22-year-old photographer Francesc Planes has an admiration for everyday bodies– ones with twists and turns we bypass seeing illuminated by cameras and bright lights. But for his latest photo series 'Normal,' Fransesc takes the opportunity to shine a spotlight on these physical forms, focusing on hairs, moles, marks and intricacies that make them every bit normal as it makes them unique.
In 'Normal,' Fransesc sets his subjects against brightly colored backdrops zeroing in on the natural state of their bodies, opting to shoot them nude as to capture them in their "purest" form. Questioning the boundaries we impose on bodies in their natural states, Fransesc explains to Dazed Digital:
"The importance of the project lies in the subjects’ bodies, faces, attitudes, and stories. I wanted them to be naked because it’s the purest way of portraying them – stripped of context."

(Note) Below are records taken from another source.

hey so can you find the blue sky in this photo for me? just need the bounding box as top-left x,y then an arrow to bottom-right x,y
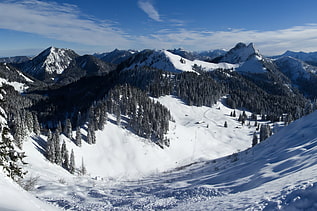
1,0 -> 317,57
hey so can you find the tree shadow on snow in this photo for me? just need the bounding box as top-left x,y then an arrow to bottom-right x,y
31,136 -> 46,156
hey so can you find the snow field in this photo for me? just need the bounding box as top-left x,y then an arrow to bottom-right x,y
19,95 -> 261,210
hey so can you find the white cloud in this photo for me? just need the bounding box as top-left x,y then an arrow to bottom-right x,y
1,1 -> 317,56
138,0 -> 162,22
0,0 -> 131,50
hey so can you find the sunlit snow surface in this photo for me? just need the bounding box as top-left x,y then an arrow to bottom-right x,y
17,97 -> 317,210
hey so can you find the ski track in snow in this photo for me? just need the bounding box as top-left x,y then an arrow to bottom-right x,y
17,96 -> 317,210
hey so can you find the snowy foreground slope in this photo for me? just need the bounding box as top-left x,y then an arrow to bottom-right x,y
0,171 -> 58,211
7,96 -> 317,210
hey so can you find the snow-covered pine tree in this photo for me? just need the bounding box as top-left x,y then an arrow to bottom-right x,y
25,111 -> 34,133
33,113 -> 40,136
46,130 -> 55,163
0,126 -> 26,181
75,126 -> 81,147
0,88 -> 26,181
69,149 -> 75,174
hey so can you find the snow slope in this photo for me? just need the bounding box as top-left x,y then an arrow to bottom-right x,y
0,171 -> 59,211
11,94 -> 317,210
24,96 -> 254,179
29,107 -> 317,210
124,50 -> 237,73
17,95 -> 258,209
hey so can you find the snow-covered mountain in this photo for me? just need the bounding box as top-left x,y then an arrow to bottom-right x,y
94,49 -> 137,64
275,56 -> 317,80
167,48 -> 227,62
215,42 -> 259,64
274,56 -> 317,98
274,50 -> 317,66
198,49 -> 227,61
122,49 -> 237,73
19,47 -> 79,81
57,54 -> 117,85
0,56 -> 31,64
0,63 -> 34,92
213,42 -> 276,74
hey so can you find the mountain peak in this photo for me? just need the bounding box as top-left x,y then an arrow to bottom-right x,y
19,47 -> 79,81
217,42 -> 259,64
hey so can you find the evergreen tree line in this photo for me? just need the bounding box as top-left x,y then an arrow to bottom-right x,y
0,87 -> 26,181
45,129 -> 76,174
118,67 -> 226,107
210,70 -> 312,122
118,67 -> 315,124
86,84 -> 172,147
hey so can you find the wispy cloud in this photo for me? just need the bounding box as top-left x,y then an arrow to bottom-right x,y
135,25 -> 317,55
0,0 -> 131,49
1,0 -> 317,56
138,0 -> 162,22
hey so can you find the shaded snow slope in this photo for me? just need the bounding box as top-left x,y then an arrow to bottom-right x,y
275,56 -> 317,80
175,110 -> 317,210
274,50 -> 317,66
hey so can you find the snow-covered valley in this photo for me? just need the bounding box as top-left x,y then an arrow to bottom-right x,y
14,95 -> 256,210
5,95 -> 316,210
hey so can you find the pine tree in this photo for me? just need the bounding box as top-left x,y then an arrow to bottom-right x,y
33,113 -> 40,136
57,122 -> 62,135
65,119 -> 72,139
252,132 -> 258,147
98,107 -> 107,130
224,121 -> 228,128
87,124 -> 95,144
63,149 -> 69,171
0,126 -> 26,180
80,157 -> 86,175
61,140 -> 68,170
115,105 -> 121,127
46,130 -> 55,163
260,124 -> 270,142
53,131 -> 61,165
69,149 -> 75,174
25,111 -> 34,133
75,126 -> 81,147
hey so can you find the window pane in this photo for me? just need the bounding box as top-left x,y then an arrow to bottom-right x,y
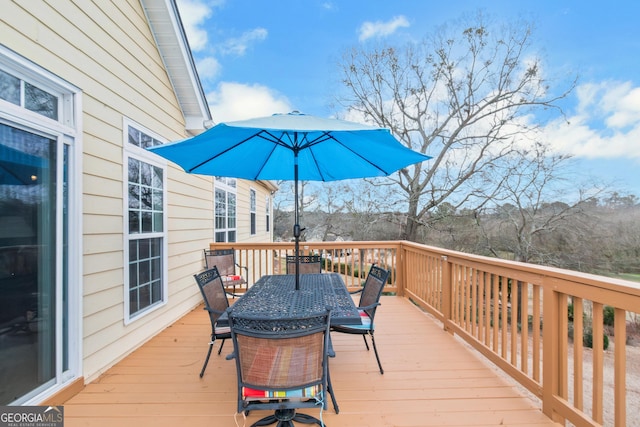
129,262 -> 138,288
129,211 -> 140,234
215,189 -> 226,229
141,162 -> 152,186
0,69 -> 20,105
127,151 -> 163,240
152,189 -> 162,210
128,238 -> 162,316
153,212 -> 163,232
152,166 -> 163,187
128,126 -> 141,147
139,259 -> 150,284
128,157 -> 138,182
129,290 -> 138,314
251,213 -> 256,235
141,133 -> 153,149
139,284 -> 151,310
0,124 -> 56,403
228,193 -> 236,228
152,280 -> 161,302
141,212 -> 152,232
25,82 -> 58,120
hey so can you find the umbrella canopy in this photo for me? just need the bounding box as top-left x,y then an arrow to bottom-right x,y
148,111 -> 431,288
0,143 -> 45,185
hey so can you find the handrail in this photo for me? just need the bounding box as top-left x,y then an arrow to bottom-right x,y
209,240 -> 640,427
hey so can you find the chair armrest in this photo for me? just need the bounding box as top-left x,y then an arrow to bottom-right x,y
225,290 -> 243,299
235,263 -> 248,275
225,352 -> 237,361
349,288 -> 363,295
204,307 -> 226,316
358,302 -> 381,312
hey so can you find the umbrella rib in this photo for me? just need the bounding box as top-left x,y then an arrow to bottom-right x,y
312,132 -> 394,176
187,130 -> 288,174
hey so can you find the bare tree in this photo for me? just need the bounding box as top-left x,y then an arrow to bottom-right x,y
336,13 -> 575,241
474,142 -> 598,265
273,180 -> 320,242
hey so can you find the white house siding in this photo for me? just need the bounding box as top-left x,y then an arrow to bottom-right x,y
1,0 -> 229,387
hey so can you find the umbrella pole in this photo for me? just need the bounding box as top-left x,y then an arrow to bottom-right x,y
293,149 -> 301,290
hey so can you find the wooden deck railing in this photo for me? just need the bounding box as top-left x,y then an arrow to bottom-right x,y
210,241 -> 640,427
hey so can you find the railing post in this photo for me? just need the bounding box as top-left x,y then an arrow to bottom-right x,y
542,282 -> 565,424
397,243 -> 405,297
441,255 -> 454,334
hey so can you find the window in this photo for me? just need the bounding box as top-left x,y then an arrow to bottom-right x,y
250,188 -> 256,235
124,121 -> 167,320
0,69 -> 59,120
265,195 -> 271,232
215,177 -> 237,242
0,46 -> 80,404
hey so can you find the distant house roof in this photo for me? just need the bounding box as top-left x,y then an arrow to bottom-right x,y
141,0 -> 211,135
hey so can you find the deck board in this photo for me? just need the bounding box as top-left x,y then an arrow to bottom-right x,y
62,296 -> 559,426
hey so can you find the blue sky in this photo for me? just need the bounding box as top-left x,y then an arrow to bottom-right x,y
175,0 -> 640,197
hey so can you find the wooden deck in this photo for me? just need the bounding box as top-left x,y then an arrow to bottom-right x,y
62,296 -> 559,426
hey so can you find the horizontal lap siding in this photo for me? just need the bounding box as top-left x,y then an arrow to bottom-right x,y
3,0 -> 213,382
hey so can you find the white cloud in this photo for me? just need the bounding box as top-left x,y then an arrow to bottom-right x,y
221,28 -> 268,56
358,16 -> 410,42
543,81 -> 640,159
195,56 -> 221,80
175,0 -> 215,51
207,82 -> 292,122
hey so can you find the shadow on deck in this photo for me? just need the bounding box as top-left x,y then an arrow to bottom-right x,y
62,296 -> 558,426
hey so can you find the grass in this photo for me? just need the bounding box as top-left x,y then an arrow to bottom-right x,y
613,273 -> 640,283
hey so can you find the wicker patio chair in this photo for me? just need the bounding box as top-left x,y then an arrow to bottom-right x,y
331,264 -> 390,374
203,248 -> 248,295
194,266 -> 232,378
226,308 -> 339,425
285,254 -> 322,275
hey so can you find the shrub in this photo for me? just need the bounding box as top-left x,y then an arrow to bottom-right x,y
568,303 -> 574,322
583,327 -> 610,350
603,305 -> 615,326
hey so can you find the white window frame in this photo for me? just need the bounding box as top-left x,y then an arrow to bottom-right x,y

Picking the models based on instincts, he gathers individuals whose physical appearances and abilities represent vast groups– from the heavily tattooed, to the one-eyed, to the hairless, the hairy and everything in between.
As he describes more in depth in the interview, "I think taking photos of oneself and being comfortable with oneself can make people see that being different is good and a reason for celebration rather than condemn."
Fascinated by taboo topics since his youth, Fransesc used the project as a way to explore the nuances of the body up close and personal, calling it an exploration of his hushed desires.
"I think the photos speak for themselves and the message depends on who is looking."
Allowing the photos to be seen both on their own and also with context of the individuals and imagery, Fransesc assures the photos exist for the sole purpose of sharing his concerns and portraying imagery that he finds profound, adding, "I think the photos speak for themselves and the message depends on who is looking."
Using his camera to illuminate the voices of his subjects, the photos face us with reflecting on the images of others, but also ourselves. How much are we missing out on experiencing if we fail to learn to accept both other's bodies as well as our own? The answer is 'a lot,' but through exposure and exploration, we can find acceptance in what every body has to offer.